Kurt Tauber (1984-1988)

Professor Tauber used the position of Gaudino Scholar as a stimulator of change on campus. He led the formation of a committee whose self-defined mission was to examine critical aspects of the Williams experience, suggest changes, and see to it that the proposals receive serious consideration. In the course of its eight-semester existence, this “Gaudino Committee” researched and developed 22 proposals, 20 of which were publicly debated, defended, and submitted to the relevant college committees or administrators.

Some proposals, like the Freshman Residential Seminars, student-initiated courses, Arts and Science Fair, the international Cultural Festival, the enlargement of the Contract Major program and Related Course Listings, were accepted and, at least temporarily, institutionalized through the regular channels of College governance. Two proposals, for “Summer Project Stipends” and for “Summer Learning Experiences,” were included in the Third Century Campaign.

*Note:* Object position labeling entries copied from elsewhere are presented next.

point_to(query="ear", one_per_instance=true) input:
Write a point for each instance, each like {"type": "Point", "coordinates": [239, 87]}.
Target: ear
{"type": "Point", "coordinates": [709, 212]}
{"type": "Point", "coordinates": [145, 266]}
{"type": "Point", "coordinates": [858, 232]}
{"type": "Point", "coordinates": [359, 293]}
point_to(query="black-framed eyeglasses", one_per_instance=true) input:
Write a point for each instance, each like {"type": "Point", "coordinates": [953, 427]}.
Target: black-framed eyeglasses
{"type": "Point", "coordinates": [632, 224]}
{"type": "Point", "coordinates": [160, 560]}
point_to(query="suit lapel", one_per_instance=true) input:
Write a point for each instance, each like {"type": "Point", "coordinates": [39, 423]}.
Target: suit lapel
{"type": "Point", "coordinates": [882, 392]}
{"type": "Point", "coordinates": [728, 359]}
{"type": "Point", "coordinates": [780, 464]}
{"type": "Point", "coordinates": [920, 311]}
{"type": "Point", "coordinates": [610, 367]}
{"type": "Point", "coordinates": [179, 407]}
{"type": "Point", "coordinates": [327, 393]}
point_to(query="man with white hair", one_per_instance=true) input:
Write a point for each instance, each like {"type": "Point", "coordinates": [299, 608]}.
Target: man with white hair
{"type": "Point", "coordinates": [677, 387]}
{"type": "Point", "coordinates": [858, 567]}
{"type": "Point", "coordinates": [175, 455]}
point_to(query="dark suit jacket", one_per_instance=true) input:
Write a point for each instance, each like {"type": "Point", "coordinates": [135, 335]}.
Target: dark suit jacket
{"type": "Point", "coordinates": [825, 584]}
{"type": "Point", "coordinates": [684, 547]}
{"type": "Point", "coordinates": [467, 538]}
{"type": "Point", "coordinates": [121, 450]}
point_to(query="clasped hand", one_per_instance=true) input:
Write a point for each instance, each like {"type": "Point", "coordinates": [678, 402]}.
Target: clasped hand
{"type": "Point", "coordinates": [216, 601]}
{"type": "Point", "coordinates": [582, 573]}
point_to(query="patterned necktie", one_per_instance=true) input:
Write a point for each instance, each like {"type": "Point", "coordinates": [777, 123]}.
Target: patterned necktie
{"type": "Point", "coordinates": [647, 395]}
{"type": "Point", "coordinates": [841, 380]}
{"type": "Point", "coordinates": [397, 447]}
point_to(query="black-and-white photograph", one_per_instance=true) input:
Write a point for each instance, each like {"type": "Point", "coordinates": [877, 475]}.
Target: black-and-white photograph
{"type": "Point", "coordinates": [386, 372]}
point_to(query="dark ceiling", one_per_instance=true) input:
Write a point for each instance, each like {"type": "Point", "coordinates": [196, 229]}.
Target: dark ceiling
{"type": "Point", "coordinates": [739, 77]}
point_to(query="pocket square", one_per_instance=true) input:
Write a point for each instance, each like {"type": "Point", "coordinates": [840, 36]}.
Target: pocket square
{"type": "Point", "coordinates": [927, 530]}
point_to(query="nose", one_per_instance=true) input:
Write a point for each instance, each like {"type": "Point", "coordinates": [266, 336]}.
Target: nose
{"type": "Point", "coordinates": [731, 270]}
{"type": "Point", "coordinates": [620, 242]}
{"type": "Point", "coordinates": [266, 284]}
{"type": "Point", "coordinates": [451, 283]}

Professor Tauber also sought to give specific expression to aspects of Professor Gaudino’s legacy, in the form of projects that involved leadership and activism. The most ambitious of these was the “Gaudino Project on Student Leadership and Nonviolent Alternatives,” out of which was to grow the Center for Common Security and “LEAD USA.” The student leaders of this project became the teachers of a successful Winter Study course, entitled “Pedagogy for Empowerment.”

The third student-organized enterprise was a series of “Gaudino Roundtables,” which stimulated significant discussion for two consecutive years.

Early in 1988, Professor Tauber also persuaded Professor Philip Kassinitz, a specialist in the sociology of race and ethnicity, to offer an experimental “Williams-in-New-York” course in the Winter Study Period 1989.